Google’s AI Can Fill In the Missing Frames in a Video Sequence

With just the beginning and end frames, this 3D convolutional neural network can fill in the gaps. The process, known as “inbetweening,” can generate intermediate frames between two given points. The technique is normally executed by training and running recurrent neural networks.

In this work, using NVIDIA V100 GPUs for training, Google AI researchers instead used a 3D CNN to generate meaningful and diverse in-between video sequences.

“Imagine if we could teach an intelligent system to automatically turn comic books into animation,” the Google researchers stated in their paper. “Being able to do so would undoubtedly revolutionize the animation industry.”

The proposed model put forth by the Google team consists of three components: a 2D-convolutional image encoder, a 3D-convolutional latent representation generator, and a video generator.

“Our key finding is that separating the generation of the latent representation from video decoding is of crucial importance to successfully address video inbetweening. Indeed, attempting to generate the final video directly from the encoded representations of the start and end frames tends to perform poorly,” the Google researchers stated. “To this end, we carefully design the latent representation generator to stochastically fuse the keyframe representations and progressively increase the temporal resolution of the generated video.”

Using NVIDIA V100 GPUs, and the cuDNN-accelerated TensorFlow deep learning framework with training and validation data from three well-known public datasets, including the BAIR robot pushing, KTH Action Database, and UCF101 Action Recognition Data Set, the team trained and validated their neural network to generate different sequences consistent with the given keyframes.

Examples of videos generated with the proposed model. For each of the three datasets, the top row represents the generated video sequences, the bottom row the original video from which the keyframes are sampled.

The results: each sample in the data set contained 16 frames in total, 14 of which the neural networks generated. The model ran over 100 times for each pair of keyframes. The entire procedure was repeated 10 times for each model variant.

*Layout of the model used to generate the latent video representation z.

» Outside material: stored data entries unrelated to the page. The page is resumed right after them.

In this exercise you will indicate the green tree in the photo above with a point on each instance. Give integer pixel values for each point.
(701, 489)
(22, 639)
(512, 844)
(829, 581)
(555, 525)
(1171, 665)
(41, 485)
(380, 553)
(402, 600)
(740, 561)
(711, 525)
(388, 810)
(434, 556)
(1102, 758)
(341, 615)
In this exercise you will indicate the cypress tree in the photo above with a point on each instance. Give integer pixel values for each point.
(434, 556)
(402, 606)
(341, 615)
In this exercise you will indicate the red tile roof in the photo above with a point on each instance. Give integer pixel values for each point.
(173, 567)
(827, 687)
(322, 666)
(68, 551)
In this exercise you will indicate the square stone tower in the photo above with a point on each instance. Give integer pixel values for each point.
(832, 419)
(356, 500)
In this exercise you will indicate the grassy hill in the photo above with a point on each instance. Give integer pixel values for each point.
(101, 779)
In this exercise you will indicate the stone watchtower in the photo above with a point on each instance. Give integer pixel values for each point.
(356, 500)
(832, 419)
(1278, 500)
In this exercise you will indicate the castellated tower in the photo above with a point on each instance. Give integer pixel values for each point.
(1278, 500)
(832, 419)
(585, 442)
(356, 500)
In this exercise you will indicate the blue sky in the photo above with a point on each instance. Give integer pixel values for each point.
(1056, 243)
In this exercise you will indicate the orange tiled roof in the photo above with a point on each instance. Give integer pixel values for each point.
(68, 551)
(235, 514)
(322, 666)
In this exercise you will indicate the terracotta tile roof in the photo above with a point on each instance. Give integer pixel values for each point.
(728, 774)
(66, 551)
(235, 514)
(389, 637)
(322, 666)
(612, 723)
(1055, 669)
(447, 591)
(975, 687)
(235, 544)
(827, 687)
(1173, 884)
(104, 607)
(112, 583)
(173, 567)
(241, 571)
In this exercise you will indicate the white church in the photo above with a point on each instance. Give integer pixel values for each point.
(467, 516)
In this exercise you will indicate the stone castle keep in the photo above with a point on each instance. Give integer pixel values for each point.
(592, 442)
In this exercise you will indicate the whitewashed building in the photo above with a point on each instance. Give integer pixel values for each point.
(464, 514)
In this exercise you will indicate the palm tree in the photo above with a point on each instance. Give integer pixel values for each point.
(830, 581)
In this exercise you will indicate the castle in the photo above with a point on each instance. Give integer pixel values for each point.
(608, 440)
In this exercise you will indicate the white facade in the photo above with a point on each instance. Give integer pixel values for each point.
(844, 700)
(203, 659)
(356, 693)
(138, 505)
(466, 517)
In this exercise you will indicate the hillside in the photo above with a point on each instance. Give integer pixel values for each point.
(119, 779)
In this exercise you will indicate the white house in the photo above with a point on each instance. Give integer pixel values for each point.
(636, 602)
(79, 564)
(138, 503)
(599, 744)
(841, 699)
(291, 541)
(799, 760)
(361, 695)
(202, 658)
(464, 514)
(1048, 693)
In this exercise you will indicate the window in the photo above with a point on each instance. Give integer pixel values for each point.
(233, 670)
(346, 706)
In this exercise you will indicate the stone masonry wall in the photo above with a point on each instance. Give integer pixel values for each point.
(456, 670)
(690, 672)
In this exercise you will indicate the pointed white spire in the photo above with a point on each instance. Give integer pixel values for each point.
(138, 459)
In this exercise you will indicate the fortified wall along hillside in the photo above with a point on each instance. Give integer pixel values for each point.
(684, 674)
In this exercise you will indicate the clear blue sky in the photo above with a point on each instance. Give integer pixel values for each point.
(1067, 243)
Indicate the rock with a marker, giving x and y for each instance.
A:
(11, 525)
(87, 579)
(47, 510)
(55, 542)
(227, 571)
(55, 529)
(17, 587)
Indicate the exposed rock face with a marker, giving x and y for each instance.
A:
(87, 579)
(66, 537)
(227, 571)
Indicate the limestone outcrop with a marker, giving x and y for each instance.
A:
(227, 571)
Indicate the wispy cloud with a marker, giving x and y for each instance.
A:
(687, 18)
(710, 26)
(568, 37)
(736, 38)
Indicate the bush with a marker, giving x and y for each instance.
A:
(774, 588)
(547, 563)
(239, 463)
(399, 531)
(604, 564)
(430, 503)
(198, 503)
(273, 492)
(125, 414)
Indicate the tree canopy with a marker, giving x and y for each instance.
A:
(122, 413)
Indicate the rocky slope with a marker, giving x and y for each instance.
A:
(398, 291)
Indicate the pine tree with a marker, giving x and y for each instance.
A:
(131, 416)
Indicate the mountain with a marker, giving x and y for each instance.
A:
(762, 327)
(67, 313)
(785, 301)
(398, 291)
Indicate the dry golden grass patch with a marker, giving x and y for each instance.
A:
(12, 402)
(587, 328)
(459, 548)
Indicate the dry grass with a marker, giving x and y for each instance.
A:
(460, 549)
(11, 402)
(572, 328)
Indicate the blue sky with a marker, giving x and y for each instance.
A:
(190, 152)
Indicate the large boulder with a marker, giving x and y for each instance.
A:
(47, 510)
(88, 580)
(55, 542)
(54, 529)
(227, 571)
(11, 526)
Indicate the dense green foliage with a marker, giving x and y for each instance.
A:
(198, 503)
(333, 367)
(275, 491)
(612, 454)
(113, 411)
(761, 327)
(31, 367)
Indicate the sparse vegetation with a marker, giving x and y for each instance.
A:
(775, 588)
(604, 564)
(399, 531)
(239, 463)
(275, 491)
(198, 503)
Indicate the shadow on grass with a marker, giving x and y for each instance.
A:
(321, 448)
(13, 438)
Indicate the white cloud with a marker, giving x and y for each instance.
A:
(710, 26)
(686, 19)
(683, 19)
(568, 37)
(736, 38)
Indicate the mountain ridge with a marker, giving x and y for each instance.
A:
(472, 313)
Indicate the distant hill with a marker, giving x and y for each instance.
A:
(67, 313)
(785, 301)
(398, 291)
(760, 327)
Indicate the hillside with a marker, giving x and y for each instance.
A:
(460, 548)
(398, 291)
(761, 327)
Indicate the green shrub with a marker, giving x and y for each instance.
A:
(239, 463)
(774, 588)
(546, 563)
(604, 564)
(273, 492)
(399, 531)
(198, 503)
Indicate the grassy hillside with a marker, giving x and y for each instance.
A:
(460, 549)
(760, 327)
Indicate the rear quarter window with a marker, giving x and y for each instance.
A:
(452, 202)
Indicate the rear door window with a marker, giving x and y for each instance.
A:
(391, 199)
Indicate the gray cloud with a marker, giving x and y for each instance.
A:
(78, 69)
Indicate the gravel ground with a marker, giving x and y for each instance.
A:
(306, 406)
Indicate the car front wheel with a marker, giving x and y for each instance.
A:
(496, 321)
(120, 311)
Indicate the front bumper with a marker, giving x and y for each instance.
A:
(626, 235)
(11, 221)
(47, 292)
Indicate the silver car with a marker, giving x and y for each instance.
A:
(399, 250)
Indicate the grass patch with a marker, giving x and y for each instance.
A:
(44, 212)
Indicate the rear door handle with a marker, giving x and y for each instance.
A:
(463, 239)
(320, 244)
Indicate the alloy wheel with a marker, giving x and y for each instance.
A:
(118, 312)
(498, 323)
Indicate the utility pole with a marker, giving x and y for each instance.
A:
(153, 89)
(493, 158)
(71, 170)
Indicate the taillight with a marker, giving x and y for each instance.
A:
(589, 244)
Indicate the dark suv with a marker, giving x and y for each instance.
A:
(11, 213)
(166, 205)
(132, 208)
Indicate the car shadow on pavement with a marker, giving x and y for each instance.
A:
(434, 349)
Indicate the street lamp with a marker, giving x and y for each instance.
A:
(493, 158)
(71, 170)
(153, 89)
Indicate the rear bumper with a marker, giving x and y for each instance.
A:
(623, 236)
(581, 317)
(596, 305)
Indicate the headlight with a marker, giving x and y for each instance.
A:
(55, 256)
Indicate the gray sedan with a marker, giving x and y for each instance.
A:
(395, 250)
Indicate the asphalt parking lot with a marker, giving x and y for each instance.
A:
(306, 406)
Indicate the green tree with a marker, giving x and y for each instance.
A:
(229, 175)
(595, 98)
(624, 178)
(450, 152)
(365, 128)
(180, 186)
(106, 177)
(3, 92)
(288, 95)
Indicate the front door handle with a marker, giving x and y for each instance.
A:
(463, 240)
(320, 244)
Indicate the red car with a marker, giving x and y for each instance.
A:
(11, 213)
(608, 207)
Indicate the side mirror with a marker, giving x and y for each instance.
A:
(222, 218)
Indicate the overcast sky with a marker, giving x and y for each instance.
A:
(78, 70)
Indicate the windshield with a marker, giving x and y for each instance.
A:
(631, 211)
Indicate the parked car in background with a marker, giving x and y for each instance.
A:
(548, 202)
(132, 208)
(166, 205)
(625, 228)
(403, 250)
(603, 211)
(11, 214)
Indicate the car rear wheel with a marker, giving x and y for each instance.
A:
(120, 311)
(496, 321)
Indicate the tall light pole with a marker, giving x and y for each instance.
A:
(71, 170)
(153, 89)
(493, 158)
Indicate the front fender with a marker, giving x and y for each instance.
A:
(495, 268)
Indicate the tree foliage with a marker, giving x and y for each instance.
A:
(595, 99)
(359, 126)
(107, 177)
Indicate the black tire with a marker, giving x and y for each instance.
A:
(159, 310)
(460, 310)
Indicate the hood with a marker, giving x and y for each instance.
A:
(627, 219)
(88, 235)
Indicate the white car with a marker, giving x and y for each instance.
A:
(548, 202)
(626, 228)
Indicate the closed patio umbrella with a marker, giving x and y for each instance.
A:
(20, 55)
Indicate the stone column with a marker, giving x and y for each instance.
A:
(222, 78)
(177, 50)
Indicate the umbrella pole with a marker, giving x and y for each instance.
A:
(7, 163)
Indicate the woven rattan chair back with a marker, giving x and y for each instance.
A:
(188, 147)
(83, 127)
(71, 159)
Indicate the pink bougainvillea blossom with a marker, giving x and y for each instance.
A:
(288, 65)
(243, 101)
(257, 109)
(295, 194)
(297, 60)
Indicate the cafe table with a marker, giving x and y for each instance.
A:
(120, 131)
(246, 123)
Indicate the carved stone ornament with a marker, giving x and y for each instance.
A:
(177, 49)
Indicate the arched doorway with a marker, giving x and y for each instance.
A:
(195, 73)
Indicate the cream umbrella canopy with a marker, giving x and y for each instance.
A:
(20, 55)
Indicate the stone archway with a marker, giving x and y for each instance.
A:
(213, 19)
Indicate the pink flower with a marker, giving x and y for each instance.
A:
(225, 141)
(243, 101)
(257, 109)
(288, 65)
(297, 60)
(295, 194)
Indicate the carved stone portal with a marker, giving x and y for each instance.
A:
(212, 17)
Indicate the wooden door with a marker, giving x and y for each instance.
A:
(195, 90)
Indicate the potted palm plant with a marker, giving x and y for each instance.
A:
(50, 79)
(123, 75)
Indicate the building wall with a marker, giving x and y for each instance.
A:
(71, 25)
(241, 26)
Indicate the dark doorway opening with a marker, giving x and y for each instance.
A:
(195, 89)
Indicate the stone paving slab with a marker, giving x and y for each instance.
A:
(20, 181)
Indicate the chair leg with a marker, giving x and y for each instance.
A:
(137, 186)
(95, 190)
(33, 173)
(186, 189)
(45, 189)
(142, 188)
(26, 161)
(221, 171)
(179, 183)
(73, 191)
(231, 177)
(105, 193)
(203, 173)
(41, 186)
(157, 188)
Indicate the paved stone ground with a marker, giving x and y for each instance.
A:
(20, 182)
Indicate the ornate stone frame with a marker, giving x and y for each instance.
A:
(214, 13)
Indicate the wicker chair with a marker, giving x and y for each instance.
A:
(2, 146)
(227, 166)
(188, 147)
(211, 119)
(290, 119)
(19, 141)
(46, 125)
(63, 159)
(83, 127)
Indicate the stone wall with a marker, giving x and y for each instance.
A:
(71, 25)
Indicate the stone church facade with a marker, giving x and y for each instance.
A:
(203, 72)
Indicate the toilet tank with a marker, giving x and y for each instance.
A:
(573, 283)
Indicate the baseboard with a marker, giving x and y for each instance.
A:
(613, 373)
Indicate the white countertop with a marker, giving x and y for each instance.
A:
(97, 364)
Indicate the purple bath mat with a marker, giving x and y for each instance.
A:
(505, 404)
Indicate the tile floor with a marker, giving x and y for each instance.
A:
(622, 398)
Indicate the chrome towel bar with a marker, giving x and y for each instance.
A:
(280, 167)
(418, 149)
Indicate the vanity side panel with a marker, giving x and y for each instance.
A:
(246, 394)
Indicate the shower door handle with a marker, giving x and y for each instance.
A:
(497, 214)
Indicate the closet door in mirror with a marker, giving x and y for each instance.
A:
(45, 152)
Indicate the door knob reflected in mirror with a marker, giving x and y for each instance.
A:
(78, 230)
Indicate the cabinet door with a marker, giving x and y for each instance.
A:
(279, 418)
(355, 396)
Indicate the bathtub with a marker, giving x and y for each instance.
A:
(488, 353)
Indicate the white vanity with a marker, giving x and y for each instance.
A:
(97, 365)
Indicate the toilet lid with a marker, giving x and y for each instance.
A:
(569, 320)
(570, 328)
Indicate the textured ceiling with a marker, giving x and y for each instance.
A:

The inputs are the encoded representations of the start and and frames E(xs) and E(xe), together with a noise vector u*

“Despite having no recurrent components, our model produces good performance on most widely-used benchmark datasets. The key to success for this approach is a dedicated component that learns a latent video representation, decoupled from the final video decoding phase,”

The research was recently published on ArXiv.